Les liens entre Suzanne Necker et le célèbre hôpital parisien qui porte son nom prennent vie dans l’ouvrage récent d’une historienne de l’UNIL.
Bien souvent, le nom de Suzanne Necker, née Curchod (1737-1794), convoque à l’esprit les figures de son mari Jacques, ministre des Finances de Louis XVI, et surtout de sa fille Germaine de Staël. Pourtant, de son vivant, cette native de Crassier (VD) était très connue, à la fois comme salonnière, femme de lettres et philanthrope.
Fruit d’un mémoire de Master en histoire soutenu à l’UNIL en 2017 sous la direction de Léonard Burnand, l’ouvrage de Madline Favre présente les liens entre Suzanne Necker et l’hospice de Saint-Sulpice et du Gros Caillou, qui prendra le nom de sa fondatrice et première directrice quelques années après sa mort.

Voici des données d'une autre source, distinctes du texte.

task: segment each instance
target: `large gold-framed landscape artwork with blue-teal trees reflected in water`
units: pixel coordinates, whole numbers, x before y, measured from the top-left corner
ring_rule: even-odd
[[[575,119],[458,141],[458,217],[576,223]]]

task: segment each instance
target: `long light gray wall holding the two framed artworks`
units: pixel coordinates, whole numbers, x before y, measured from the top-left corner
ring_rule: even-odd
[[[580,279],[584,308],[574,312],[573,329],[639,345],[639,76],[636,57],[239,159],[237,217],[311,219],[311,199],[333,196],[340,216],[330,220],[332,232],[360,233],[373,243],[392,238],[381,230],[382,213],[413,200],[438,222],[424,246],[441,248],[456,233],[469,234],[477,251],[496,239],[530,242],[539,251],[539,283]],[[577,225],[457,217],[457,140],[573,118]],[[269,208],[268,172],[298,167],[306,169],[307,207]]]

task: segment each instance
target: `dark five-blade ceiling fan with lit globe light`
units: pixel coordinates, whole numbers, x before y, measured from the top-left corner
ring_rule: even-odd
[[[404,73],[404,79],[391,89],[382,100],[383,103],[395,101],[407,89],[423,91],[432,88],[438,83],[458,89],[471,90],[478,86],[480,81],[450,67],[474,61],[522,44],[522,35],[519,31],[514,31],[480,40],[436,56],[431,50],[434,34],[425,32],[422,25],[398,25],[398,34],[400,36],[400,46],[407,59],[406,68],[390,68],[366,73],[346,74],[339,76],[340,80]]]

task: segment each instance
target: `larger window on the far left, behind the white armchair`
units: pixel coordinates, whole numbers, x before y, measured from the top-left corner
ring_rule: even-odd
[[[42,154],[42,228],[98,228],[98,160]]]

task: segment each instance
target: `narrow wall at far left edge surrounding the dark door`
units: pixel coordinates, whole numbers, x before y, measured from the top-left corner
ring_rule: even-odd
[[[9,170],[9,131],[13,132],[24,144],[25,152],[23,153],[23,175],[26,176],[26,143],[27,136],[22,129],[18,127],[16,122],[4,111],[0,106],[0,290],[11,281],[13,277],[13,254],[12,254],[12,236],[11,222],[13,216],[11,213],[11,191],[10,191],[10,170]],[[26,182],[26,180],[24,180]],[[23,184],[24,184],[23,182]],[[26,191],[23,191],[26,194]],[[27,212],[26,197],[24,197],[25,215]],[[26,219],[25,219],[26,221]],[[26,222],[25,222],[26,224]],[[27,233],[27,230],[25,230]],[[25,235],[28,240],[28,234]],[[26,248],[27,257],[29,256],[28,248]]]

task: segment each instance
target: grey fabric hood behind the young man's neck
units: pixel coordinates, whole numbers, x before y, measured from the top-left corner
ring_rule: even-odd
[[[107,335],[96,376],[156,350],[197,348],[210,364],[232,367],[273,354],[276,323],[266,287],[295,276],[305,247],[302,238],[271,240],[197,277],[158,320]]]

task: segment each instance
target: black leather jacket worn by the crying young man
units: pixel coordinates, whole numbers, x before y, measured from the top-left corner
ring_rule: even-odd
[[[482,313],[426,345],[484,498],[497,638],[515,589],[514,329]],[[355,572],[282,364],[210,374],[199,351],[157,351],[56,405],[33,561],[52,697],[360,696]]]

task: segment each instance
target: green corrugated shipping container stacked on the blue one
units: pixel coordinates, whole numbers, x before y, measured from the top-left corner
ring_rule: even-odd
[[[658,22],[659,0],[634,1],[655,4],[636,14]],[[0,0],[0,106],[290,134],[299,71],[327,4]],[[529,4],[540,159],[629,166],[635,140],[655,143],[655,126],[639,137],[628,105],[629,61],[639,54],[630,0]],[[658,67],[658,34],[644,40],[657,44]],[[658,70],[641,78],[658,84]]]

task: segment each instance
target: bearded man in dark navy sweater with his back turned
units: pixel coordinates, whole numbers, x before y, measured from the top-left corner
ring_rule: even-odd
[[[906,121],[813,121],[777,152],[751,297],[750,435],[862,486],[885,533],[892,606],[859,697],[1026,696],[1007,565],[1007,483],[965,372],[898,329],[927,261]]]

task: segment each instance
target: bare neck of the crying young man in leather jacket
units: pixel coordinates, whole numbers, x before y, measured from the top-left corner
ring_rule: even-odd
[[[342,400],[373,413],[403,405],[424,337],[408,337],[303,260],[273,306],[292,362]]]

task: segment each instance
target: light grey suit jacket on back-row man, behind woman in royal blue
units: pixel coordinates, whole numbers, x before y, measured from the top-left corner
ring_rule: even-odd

En effet, sur mandat de Louis XVI, et par l’intermédiaire de Jacques Necker, cet établissement fut un lieu d’expérimentation de nouvelles règles, comme l’aération, la propreté et l’idée de placer un seul malade par un lit, ce qui fait un peu froid dans le dos.

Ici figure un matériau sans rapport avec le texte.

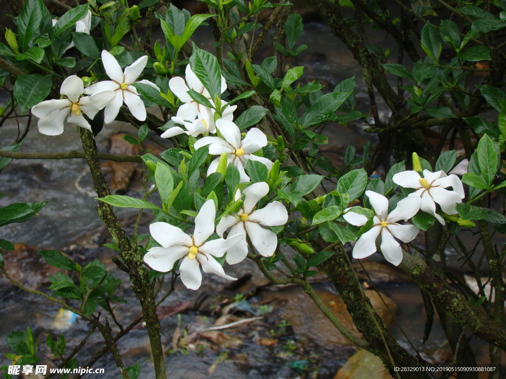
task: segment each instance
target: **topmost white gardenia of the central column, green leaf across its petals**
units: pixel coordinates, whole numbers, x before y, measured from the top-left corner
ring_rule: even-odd
[[[190,95],[187,93],[190,89],[193,89],[195,92],[198,92],[200,94],[203,94],[211,104],[214,104],[214,99],[211,99],[209,92],[207,89],[205,89],[202,82],[197,78],[197,75],[193,73],[193,71],[190,68],[190,65],[186,66],[186,83],[185,80],[180,77],[176,76],[173,77],[168,82],[168,86],[171,88],[171,91],[181,100],[183,104],[181,107],[179,107],[178,112],[176,114],[176,117],[179,117],[182,120],[187,120],[192,122],[195,119],[202,120],[204,119],[209,127],[209,131],[214,131],[214,114],[215,110],[206,106],[203,106],[201,104],[198,104],[195,100],[193,100]],[[187,85],[188,83],[188,85]],[[225,82],[225,78],[221,77],[221,93],[225,92],[227,89],[227,83]],[[227,104],[222,100],[222,108]],[[237,108],[236,105],[234,106],[228,106],[225,108],[225,111],[223,112],[222,118],[226,120],[233,120],[232,112]],[[176,122],[176,120],[174,120]],[[177,122],[180,123],[180,122]],[[185,125],[186,126],[186,125]],[[170,129],[169,129],[170,130]],[[182,131],[183,133],[184,131]],[[181,134],[181,133],[178,133]],[[173,134],[176,135],[176,134]]]

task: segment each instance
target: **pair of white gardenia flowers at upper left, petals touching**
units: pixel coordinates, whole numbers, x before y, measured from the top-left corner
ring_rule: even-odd
[[[88,29],[89,30],[89,29]],[[60,88],[64,99],[47,100],[33,106],[33,115],[39,118],[38,130],[47,135],[63,133],[63,124],[67,122],[92,130],[90,123],[82,116],[86,114],[93,120],[101,109],[105,108],[104,121],[114,121],[123,103],[129,108],[132,115],[140,121],[146,119],[146,107],[139,97],[133,83],[145,83],[159,90],[148,80],[139,80],[148,57],[143,56],[121,70],[116,59],[107,51],[102,51],[102,64],[111,80],[100,81],[84,88],[82,80],[75,75],[66,78]],[[90,96],[82,96],[82,94]]]

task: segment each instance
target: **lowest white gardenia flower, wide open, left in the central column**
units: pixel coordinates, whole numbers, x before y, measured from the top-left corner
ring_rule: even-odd
[[[202,281],[200,265],[204,272],[236,280],[225,274],[223,267],[213,257],[223,257],[227,250],[240,241],[240,236],[205,242],[215,231],[215,217],[215,203],[213,200],[207,200],[195,217],[195,231],[192,236],[166,222],[152,223],[149,225],[149,231],[161,247],[149,249],[144,256],[144,262],[156,271],[166,272],[172,270],[176,261],[183,258],[179,266],[181,280],[190,290],[197,290],[200,287]]]

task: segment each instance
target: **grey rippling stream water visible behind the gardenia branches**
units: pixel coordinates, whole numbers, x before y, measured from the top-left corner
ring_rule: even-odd
[[[212,41],[208,39],[211,33],[205,28],[199,29],[195,40],[201,48],[212,49]],[[390,49],[393,44],[388,39],[385,40],[381,33],[371,33],[370,43],[384,45]],[[330,89],[341,80],[356,75],[357,83],[357,103],[359,109],[363,112],[366,109],[367,98],[366,90],[362,80],[360,67],[356,64],[353,57],[349,54],[345,46],[330,33],[328,28],[319,23],[305,24],[304,32],[300,43],[308,45],[308,49],[301,55],[301,58],[294,60],[294,65],[304,65],[307,80],[321,79],[322,83]],[[267,54],[267,53],[266,53]],[[379,103],[379,111],[384,112],[386,108]],[[21,122],[24,119],[21,119]],[[73,126],[66,126],[63,134],[55,137],[49,137],[40,134],[36,130],[36,123],[31,125],[30,132],[20,148],[20,152],[63,152],[71,150],[82,150],[78,135]],[[97,137],[97,144],[100,151],[108,151],[108,139],[110,136],[119,132],[130,132],[137,134],[135,128],[122,123],[115,123],[104,130]],[[346,146],[349,143],[361,144],[368,138],[360,127],[349,126],[348,128],[335,125],[329,125],[325,130],[329,137],[329,145]],[[17,124],[15,120],[7,122],[1,130],[3,146],[12,143],[17,135]],[[74,259],[94,259],[99,258],[104,261],[111,272],[123,279],[119,292],[129,300],[128,305],[120,305],[117,308],[119,321],[124,320],[128,324],[131,320],[140,314],[136,299],[132,296],[128,277],[121,271],[115,269],[110,261],[110,250],[99,248],[103,243],[103,238],[98,238],[97,233],[90,233],[90,230],[99,230],[101,221],[95,211],[96,200],[94,200],[91,177],[86,173],[87,165],[82,159],[74,160],[20,160],[13,161],[2,170],[0,176],[0,192],[4,193],[4,198],[0,205],[6,206],[13,202],[40,202],[48,200],[48,205],[40,212],[40,215],[22,224],[11,224],[0,228],[0,238],[7,239],[13,243],[24,243],[28,246],[35,246],[36,249],[64,249],[69,254],[74,254]],[[83,174],[85,172],[85,174]],[[136,194],[131,194],[135,196]],[[137,194],[138,195],[138,194]],[[117,209],[117,214],[121,219],[136,213],[132,210]],[[146,230],[146,226],[143,226]],[[73,244],[72,249],[68,249]],[[80,246],[76,248],[76,246]],[[83,246],[83,247],[82,247]],[[6,262],[8,265],[9,262]],[[241,277],[246,273],[254,273],[251,281],[261,281],[262,276],[258,273],[251,262],[243,262],[235,266],[227,267],[226,271],[235,277]],[[224,281],[215,275],[204,275],[204,282],[199,292],[209,291],[215,293],[223,287]],[[194,298],[195,293],[186,290],[181,283],[177,282],[177,291],[163,303],[164,305],[177,305]],[[437,349],[444,345],[444,335],[442,334],[439,323],[435,322],[433,334],[429,345],[421,344],[423,328],[425,322],[425,312],[423,303],[419,295],[419,290],[411,282],[392,281],[380,285],[380,290],[391,297],[395,303],[410,304],[407,309],[401,308],[397,316],[399,324],[404,333],[409,337],[412,343],[421,350]],[[274,289],[274,291],[281,291]],[[325,290],[331,293],[331,290]],[[256,301],[261,301],[262,296]],[[292,295],[280,292],[280,297],[287,299]],[[333,294],[335,296],[335,294]],[[41,302],[40,298],[25,294],[20,291],[8,291],[8,294],[0,298],[0,352],[8,352],[6,345],[6,336],[11,330],[26,330],[27,326],[35,330],[39,337],[40,349],[44,351],[44,340],[48,333],[62,333],[59,331],[65,329],[65,336],[69,340],[69,347],[75,344],[85,336],[89,329],[86,322],[77,319],[73,322],[64,321],[57,318],[58,308],[53,304]],[[323,357],[319,360],[320,376],[333,377],[336,370],[341,367],[348,356],[353,353],[349,347],[331,348],[322,347],[317,342],[312,345],[309,343],[303,353],[287,352],[286,349],[277,345],[269,347],[255,341],[268,338],[265,335],[266,330],[272,324],[278,324],[281,319],[276,320],[277,313],[271,316],[267,315],[266,324],[252,324],[251,328],[242,328],[239,333],[242,339],[242,347],[239,350],[230,348],[228,355],[224,356],[223,350],[209,348],[199,351],[198,348],[176,349],[173,354],[167,355],[166,363],[171,378],[281,378],[297,377],[300,372],[297,365],[298,359],[304,356],[311,357],[316,354],[317,357]],[[269,318],[270,317],[270,318]],[[286,315],[279,315],[286,317]],[[60,320],[56,322],[56,320]],[[63,324],[63,326],[60,326]],[[171,316],[161,320],[162,340],[167,351],[173,348],[174,335],[177,330],[181,331],[179,326],[189,325],[188,330],[195,330],[195,327],[206,327],[212,325],[210,316],[202,316],[198,312],[182,313],[181,319]],[[267,325],[267,326],[266,326]],[[408,344],[406,337],[401,331],[401,327],[393,326],[395,336],[403,345]],[[308,336],[311,335],[312,325],[306,325]],[[241,334],[242,333],[242,334]],[[256,333],[256,334],[255,334]],[[298,332],[299,333],[299,332]],[[301,332],[302,333],[302,332]],[[271,336],[272,337],[272,336]],[[259,340],[260,339],[260,340]],[[289,344],[290,339],[294,339],[301,344],[300,335],[281,336],[279,341],[283,344]],[[101,347],[102,337],[94,333],[87,345],[79,355],[79,362],[86,362]],[[306,341],[306,340],[304,340]],[[176,340],[177,342],[177,340]],[[198,345],[198,344],[197,344]],[[205,345],[205,344],[204,344]],[[279,345],[279,344],[278,344]],[[280,345],[285,346],[285,345]],[[205,346],[204,346],[205,347]],[[142,377],[151,378],[153,376],[152,363],[149,360],[149,343],[145,330],[142,328],[134,329],[128,337],[119,343],[120,353],[125,356],[128,365],[141,361]],[[410,348],[409,348],[410,349]],[[289,349],[288,349],[289,350]],[[242,354],[242,355],[241,355]],[[288,354],[288,355],[287,355]],[[291,356],[289,354],[292,354]],[[290,358],[291,357],[291,358]],[[230,358],[230,359],[227,359]],[[233,359],[232,359],[233,358]],[[306,359],[306,358],[304,358]],[[304,360],[299,359],[299,360]],[[307,358],[310,361],[310,358]],[[291,362],[291,363],[290,363]],[[328,363],[328,362],[331,362]],[[6,359],[0,361],[1,364],[7,363]],[[215,369],[210,372],[209,369]],[[46,364],[46,363],[42,363]],[[99,360],[94,368],[105,368],[105,374],[101,375],[104,379],[118,377],[118,371],[110,356]],[[85,377],[96,377],[96,375],[85,375]]]

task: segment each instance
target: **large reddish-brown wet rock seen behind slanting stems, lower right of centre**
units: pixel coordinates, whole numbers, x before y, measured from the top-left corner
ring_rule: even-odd
[[[334,295],[328,291],[317,288],[315,288],[315,291],[343,325],[355,335],[359,335],[343,299],[339,295]],[[372,306],[379,316],[382,317],[385,324],[389,326],[393,321],[389,309],[395,314],[397,312],[395,303],[382,294],[385,303],[388,305],[388,309],[375,291],[365,290],[364,293],[370,299]],[[284,318],[293,329],[294,335],[298,338],[305,337],[314,340],[319,345],[351,345],[351,342],[339,333],[302,288],[293,286],[276,289],[266,295],[263,302],[267,301],[277,303],[280,312],[276,317],[279,317],[279,319]]]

Esprit scientifique, Suzanne Necker était proche des médecins suisses Théodore Tronchin et Samuel Tissot. Ouverte aux idées «modernes» au sujet de la Santé publique, elle prit sa mission à cœur.
Ses motivations relèvent de plusieurs ordres. «Sa foi protestante et son rôle de femme du ministre des Finances viennent en premier», explique l’auteure, qui met toutefois en lumière d’autres aspects, plus psychologiques. «Elle possédait un rapport très particulier à la maladie et à la mort, et notamment à la sienne, qu’elle a minutieusement préparée. Ainsi, on peut penser que Suzanne Necker soignait son propre corps à travers “son” hospice, et qu’elle cherchait de plus à faire le deuil de sa mère.»
La marche de l’établissement était assurée par Sœur Cassegrain, femme de confiance de Suzanne Necker. Seize lettres inédites issues des archives de Coppet, envoyées par la religieuse à sa directrice, livrent de précieux renseignements au sujet de la vie quotidienne à l’hospice. L’amitié très forte tissée entre la protestante et la catholique apparaît au grand jour, grâce aux recherches de Madline Favre.
«Sœur Cassegrain fut un personnage attachant, qui remettait en cause le comportement des autres nonnes et cherchait à échapper au pouvoir de sa Sœur supérieure, par amitié pour Suzanne Necker», explique l’historienne. Le décès de la religieuse a causé une peine extrême à la Vaudoise.
Enfin, Madline Favre rend justice à l’humanité de Suzanne Necker, une femme trop souvent présentée comme austère.